The other thing about this movie is the way it reminds you of its own artificiality, as if its telling you not make the mistake most financial people did during the early 2000s, failing to think critically. The bathtub scene is just one way director Adam McKay keeps telling you that this is just a movie. In another scene, Geller and Shipley find a brochure that seems to give them the idea to bet against the housing market, only to have Vennett, who is also the narrator, tell us that it actually happened a completely different way. The point is, exactly how it happened doesn’t matter. What happened matters. I think people who don’t have a familiarity with the subject may still miss some of the finer points. They can comfort themselves with the idea that a lot of the financial experts didn’t understand it well either, which is part of why it happened. Greed is the other part, and in the debate as to which factor explains more, McKay lets the viewer decide.

IMDb link

viewed 1/24/16 1:30 pm at Roxy and posted 1/25/16

Friday, August 14, 2015

The Man from U.N.C.L.E. (***1/4)

One wonders about the impetus for adapting a TV show whose last episode aired more than 45 years earlier (though the film rights were sold in 1993). Will the name mean anything to audiences not born when the spy series aired (19964–1968)? I suspect most people will be more reminded of an American James Bond film when they see this, and in fact Bond creator Ian Fleming had a hand in creating the character of Napoleon Solo, played by Robert Vaughn originally and Henry Cavill here.  They may also be reminded of other films by director Guy Ritchie, whose work includes Lock, Stock, and Two Smoking Barrels, Snatch, and two Sherlock Homes movies. Notably, the Cold War-era setting is retained from the TV series, which makes sense given that the other main character is Solo’s Russian counterpart, Illya Kuryakin (Armie Hammer).

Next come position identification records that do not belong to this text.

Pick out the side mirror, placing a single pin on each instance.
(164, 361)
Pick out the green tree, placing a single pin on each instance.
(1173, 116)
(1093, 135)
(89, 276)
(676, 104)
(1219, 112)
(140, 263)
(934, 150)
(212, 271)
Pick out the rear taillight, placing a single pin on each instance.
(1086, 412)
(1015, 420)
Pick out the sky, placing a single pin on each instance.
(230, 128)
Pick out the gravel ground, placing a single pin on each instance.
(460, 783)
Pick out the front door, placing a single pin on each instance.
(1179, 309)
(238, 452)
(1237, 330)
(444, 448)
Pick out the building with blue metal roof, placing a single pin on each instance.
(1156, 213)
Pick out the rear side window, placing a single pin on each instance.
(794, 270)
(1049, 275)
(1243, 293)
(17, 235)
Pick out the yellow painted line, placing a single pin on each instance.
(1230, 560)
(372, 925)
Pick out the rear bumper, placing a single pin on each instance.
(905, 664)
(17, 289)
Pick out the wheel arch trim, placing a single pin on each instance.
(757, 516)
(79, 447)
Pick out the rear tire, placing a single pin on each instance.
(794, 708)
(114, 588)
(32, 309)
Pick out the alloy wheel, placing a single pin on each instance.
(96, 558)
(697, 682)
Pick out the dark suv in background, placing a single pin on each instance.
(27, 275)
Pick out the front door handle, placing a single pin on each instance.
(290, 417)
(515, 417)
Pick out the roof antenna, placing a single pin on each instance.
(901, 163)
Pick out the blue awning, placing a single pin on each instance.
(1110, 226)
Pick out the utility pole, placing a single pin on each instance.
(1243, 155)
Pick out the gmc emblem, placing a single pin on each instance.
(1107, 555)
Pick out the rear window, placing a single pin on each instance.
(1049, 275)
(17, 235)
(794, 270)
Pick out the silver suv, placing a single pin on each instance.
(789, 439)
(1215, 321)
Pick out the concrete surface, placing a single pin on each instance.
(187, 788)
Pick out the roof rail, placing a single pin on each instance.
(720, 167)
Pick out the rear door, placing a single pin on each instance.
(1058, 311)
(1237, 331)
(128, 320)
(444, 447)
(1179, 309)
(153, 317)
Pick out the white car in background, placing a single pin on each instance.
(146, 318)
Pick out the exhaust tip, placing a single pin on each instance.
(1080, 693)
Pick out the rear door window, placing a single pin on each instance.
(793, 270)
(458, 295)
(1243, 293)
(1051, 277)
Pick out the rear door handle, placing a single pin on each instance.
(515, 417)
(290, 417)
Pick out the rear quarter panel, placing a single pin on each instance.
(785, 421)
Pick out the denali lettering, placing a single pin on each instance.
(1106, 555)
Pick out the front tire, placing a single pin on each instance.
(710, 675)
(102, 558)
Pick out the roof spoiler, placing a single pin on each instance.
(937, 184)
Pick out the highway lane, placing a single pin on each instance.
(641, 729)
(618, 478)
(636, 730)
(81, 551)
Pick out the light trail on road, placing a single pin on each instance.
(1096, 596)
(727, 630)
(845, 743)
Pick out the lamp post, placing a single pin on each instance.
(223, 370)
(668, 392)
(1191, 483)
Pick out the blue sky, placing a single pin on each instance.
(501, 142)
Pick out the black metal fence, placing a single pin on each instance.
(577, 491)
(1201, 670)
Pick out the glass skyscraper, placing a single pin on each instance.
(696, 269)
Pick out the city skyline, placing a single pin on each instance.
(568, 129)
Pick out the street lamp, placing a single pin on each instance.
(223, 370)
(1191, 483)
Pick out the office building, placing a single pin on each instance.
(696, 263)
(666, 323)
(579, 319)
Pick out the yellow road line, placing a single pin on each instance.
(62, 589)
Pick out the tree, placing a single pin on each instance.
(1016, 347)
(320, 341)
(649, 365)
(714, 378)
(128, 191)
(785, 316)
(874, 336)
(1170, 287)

The series (like the Bond films) wildly varied in tone; Richie’s version is less serious than the early episodes while avoiding the camp of the later ones. It’s slickly edited with snappy dialogue and has plenty of action, and some violence, but with a modest body count. In other words, it’s like other Guy Ritchie films, and I liked it. Cavill plays Solo using a voice that sounds like it should be coming out of a 1970s margarine advertisement, and the presence of some familiar tropes — Nazi villains, a nuclear bomb plot, the womanizing spy, the femme fatale, and so on—makes it almost, but not quite, a parody. But it is intentionally funny at times. The plotting is complicated enough that I couldn’t have repeated it back to you right after I saw the movie but coherent enough that I could pretty much follow it while I was watching.

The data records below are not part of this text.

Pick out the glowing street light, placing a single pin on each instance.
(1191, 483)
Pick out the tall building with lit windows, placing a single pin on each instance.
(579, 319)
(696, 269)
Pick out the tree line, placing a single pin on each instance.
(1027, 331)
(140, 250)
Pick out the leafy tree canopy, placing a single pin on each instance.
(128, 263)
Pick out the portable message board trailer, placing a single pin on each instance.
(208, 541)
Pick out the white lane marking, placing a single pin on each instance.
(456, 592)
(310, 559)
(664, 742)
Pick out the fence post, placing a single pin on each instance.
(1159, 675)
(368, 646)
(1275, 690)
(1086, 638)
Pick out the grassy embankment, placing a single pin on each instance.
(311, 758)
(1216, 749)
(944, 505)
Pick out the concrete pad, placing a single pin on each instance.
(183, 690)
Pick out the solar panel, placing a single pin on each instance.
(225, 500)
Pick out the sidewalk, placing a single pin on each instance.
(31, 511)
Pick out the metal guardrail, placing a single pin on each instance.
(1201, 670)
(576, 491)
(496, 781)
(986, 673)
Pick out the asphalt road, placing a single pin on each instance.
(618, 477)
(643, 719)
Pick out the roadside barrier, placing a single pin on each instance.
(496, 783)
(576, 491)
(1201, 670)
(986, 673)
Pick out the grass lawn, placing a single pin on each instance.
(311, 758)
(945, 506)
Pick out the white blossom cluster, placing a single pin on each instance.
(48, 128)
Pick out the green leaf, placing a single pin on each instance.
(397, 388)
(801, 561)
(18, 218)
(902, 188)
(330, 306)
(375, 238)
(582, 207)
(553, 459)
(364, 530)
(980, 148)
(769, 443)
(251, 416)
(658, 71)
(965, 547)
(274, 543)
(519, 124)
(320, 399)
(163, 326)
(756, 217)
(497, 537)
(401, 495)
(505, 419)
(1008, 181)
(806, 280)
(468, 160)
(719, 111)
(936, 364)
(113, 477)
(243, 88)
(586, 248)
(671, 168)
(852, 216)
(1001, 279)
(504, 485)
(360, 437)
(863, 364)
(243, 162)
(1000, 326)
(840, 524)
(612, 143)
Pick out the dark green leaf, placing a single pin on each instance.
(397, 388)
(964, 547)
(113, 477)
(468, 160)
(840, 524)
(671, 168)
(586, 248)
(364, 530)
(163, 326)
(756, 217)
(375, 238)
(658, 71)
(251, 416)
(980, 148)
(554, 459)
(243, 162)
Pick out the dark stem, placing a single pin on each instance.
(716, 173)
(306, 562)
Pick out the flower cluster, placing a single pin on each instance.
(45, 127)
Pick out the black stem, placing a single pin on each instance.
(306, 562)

Unlike the TV show pilot, the film provides an origin story for both U.N.C.L.E. (the organization) and the Solo-Kuryakin pairing, including an exciting opening sequence in which Solo recruits an East German auto mechanic (Alicia Vikander) to help uncover a plot involving her estranged father and Kuryakin chases after them. The civilian recruit was also a common element of the series, but, even though the setting is 1963, the female characters get an update. Vikander’s character not only has to pretend to be Kuryakin’s fiancĂ©e but also gets to use her mechanic skills. And Elizabeth Debicki plays a wealthy woman who wants to bed the two agents, or kill them, or both.

Probably the first half of the movie is better, because it’s a little more original, but it’s entertaining to the end.